U.S. Attorney for New Jersey Paul Fishman today acknowledged a need to finish his office's investigation into the George Washington Bridge lane closures as quickly as possible, though he wouldn't say how long that might take.
Asked by WNYC's Brian Lehrer whether, with Christie considering a run for president in 2016, he should "indict or clear before too long," Fishman said: "The answer to that question, of course, is yes."
"We try to move every investigation we have as fast as we possibly can, because if people know they're being investigated, that's always what we owe people," Fishman said. "In that respect, this investigation is no different.
"But certainly, we understand the need for us to finish this expeditiously as we can," he continued. "But I won't, and can't, let that goal get in the way of doing the kind of investigation that my office and the Department of Justice is known for. And that's what we owe the public."

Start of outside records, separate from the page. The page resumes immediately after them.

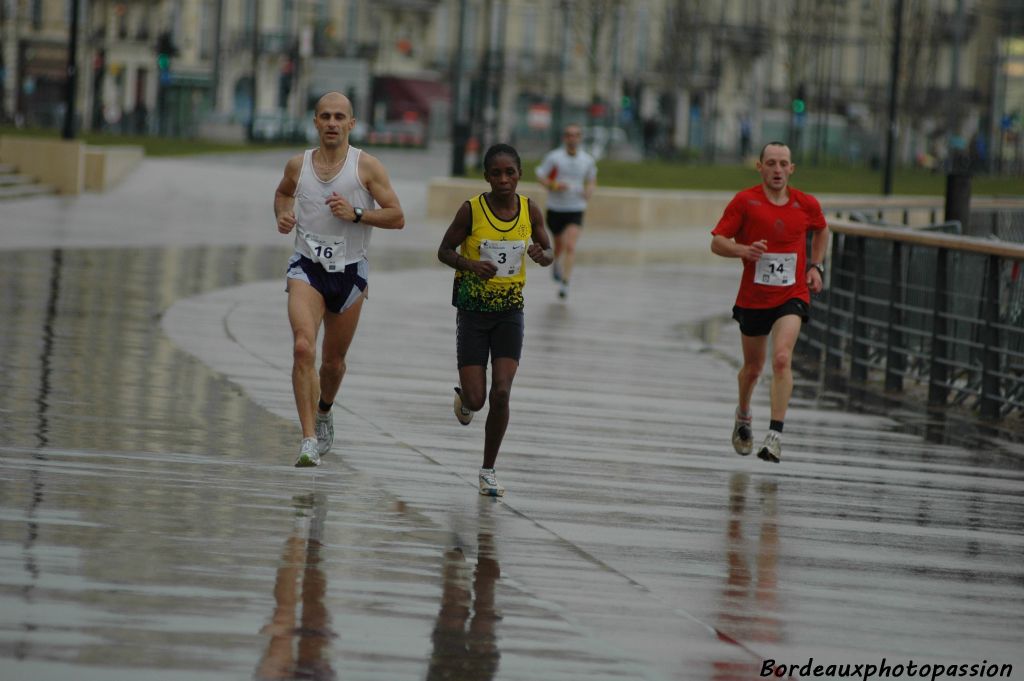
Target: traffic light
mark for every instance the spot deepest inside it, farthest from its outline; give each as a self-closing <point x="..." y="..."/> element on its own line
<point x="165" y="51"/>
<point x="800" y="100"/>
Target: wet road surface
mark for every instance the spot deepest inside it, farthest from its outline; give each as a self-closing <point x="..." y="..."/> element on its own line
<point x="152" y="525"/>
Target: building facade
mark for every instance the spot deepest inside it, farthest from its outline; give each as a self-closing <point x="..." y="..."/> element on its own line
<point x="678" y="78"/>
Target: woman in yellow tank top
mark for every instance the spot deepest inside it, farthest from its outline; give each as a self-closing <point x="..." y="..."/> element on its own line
<point x="494" y="231"/>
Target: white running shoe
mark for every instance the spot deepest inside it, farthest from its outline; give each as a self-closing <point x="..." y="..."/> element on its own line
<point x="308" y="457"/>
<point x="488" y="483"/>
<point x="742" y="434"/>
<point x="772" y="449"/>
<point x="325" y="432"/>
<point x="461" y="413"/>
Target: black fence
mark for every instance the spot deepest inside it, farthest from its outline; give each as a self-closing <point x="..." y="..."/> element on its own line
<point x="924" y="312"/>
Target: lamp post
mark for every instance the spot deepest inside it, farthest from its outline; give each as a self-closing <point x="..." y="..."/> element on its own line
<point x="887" y="180"/>
<point x="71" y="84"/>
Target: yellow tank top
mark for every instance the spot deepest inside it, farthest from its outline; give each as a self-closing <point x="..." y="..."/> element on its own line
<point x="503" y="242"/>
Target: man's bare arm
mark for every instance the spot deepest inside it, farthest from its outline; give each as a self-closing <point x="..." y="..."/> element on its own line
<point x="284" y="198"/>
<point x="375" y="178"/>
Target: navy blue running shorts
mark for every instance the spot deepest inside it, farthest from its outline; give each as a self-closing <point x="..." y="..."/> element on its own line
<point x="340" y="290"/>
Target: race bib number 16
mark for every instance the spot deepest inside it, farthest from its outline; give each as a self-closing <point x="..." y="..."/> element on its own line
<point x="329" y="251"/>
<point x="776" y="269"/>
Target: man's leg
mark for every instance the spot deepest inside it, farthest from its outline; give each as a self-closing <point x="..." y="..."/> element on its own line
<point x="755" y="351"/>
<point x="784" y="333"/>
<point x="503" y="373"/>
<point x="339" y="329"/>
<point x="305" y="311"/>
<point x="568" y="240"/>
<point x="473" y="386"/>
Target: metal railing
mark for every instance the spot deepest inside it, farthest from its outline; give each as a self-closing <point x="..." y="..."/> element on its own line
<point x="908" y="308"/>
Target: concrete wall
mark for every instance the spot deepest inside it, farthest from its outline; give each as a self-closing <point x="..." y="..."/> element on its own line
<point x="609" y="208"/>
<point x="615" y="208"/>
<point x="70" y="165"/>
<point x="105" y="166"/>
<point x="59" y="163"/>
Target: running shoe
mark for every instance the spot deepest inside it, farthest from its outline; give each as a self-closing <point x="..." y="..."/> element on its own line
<point x="742" y="434"/>
<point x="461" y="413"/>
<point x="772" y="449"/>
<point x="308" y="456"/>
<point x="488" y="483"/>
<point x="325" y="432"/>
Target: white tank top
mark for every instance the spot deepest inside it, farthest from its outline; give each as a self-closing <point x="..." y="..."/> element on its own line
<point x="312" y="214"/>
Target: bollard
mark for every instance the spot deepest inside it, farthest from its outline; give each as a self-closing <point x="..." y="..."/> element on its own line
<point x="958" y="198"/>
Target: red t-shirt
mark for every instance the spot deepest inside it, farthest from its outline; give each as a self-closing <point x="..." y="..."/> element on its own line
<point x="781" y="273"/>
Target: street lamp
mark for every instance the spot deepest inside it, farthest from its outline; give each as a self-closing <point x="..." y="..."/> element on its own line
<point x="71" y="84"/>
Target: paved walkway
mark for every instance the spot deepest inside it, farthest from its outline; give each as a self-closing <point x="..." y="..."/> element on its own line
<point x="633" y="543"/>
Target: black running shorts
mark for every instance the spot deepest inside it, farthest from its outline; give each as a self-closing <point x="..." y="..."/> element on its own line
<point x="558" y="220"/>
<point x="481" y="334"/>
<point x="759" y="322"/>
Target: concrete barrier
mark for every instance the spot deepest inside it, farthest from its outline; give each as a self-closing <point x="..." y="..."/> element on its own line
<point x="105" y="166"/>
<point x="70" y="165"/>
<point x="59" y="163"/>
<point x="609" y="208"/>
<point x="616" y="208"/>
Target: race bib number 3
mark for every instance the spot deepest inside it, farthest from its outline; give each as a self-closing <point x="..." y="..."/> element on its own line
<point x="329" y="251"/>
<point x="776" y="269"/>
<point x="507" y="255"/>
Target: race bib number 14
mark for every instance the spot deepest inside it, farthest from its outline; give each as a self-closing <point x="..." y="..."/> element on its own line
<point x="776" y="269"/>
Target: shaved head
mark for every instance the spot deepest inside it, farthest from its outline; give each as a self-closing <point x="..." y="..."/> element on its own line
<point x="333" y="99"/>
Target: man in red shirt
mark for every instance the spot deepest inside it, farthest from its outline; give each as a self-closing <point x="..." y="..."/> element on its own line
<point x="766" y="226"/>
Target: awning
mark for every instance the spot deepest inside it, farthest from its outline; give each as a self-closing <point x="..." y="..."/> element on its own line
<point x="404" y="95"/>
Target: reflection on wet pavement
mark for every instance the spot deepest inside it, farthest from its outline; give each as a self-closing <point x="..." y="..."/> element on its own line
<point x="465" y="640"/>
<point x="298" y="640"/>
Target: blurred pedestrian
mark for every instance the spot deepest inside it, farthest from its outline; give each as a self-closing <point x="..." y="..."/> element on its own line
<point x="332" y="197"/>
<point x="766" y="226"/>
<point x="494" y="231"/>
<point x="570" y="176"/>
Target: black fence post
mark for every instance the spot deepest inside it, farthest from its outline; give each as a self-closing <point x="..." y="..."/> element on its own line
<point x="938" y="388"/>
<point x="990" y="393"/>
<point x="895" y="358"/>
<point x="858" y="349"/>
<point x="833" y="339"/>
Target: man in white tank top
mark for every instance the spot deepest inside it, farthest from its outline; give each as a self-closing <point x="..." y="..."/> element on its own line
<point x="332" y="197"/>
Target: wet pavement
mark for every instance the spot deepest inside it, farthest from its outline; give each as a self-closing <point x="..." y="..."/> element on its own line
<point x="152" y="525"/>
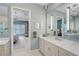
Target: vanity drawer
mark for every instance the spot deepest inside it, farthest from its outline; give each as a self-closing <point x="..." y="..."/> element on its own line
<point x="50" y="49"/>
<point x="63" y="52"/>
<point x="2" y="50"/>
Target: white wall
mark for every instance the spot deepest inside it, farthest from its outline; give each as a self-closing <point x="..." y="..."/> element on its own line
<point x="37" y="15"/>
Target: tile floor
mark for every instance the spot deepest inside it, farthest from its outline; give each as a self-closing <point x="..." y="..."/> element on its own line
<point x="26" y="51"/>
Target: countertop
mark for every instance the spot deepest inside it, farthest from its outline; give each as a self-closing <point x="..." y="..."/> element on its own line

The September 2013 lane closures at the bridge created massive traffic in Fort Lee, spurring investigation by news outlets and state lawmakers. In November 2013, Christie's now-resigned top appointee at the Port Authority of New York and New Jersey, which operates the bridge, testified before lawmakers that the closures were part of a traffic study.
In January, Christie fired a top aide and cut ties with a political adviser after the disclosure of emails suggesting a different motive for the closures – including an email from the now-fired aide to a Port Authority official that read, "Time for some traffic problems in Fort Lee."
The U.S. Attorney's Office said at the time that it was reviewing the matter to determine whether federal laws had been implicated.
Fishman refused to say whether his office was considering charges based on a particular clause of a fraud statute that would allow for people to be charged with using the bridge for other than its intended purpose – as the New York Times reported last week. He said the statute, which pertains to employees of a state government that receives a certain amount of federal money, was often used by his office in bribery cases.
He also would not disclose whether his office had interviewed Christie. "I never talk about ongoing investigations," he said.
"The most I will say is that we're doing the most thorough, complete, professional job that we know how," Fishman said. "And when we are done, people will know."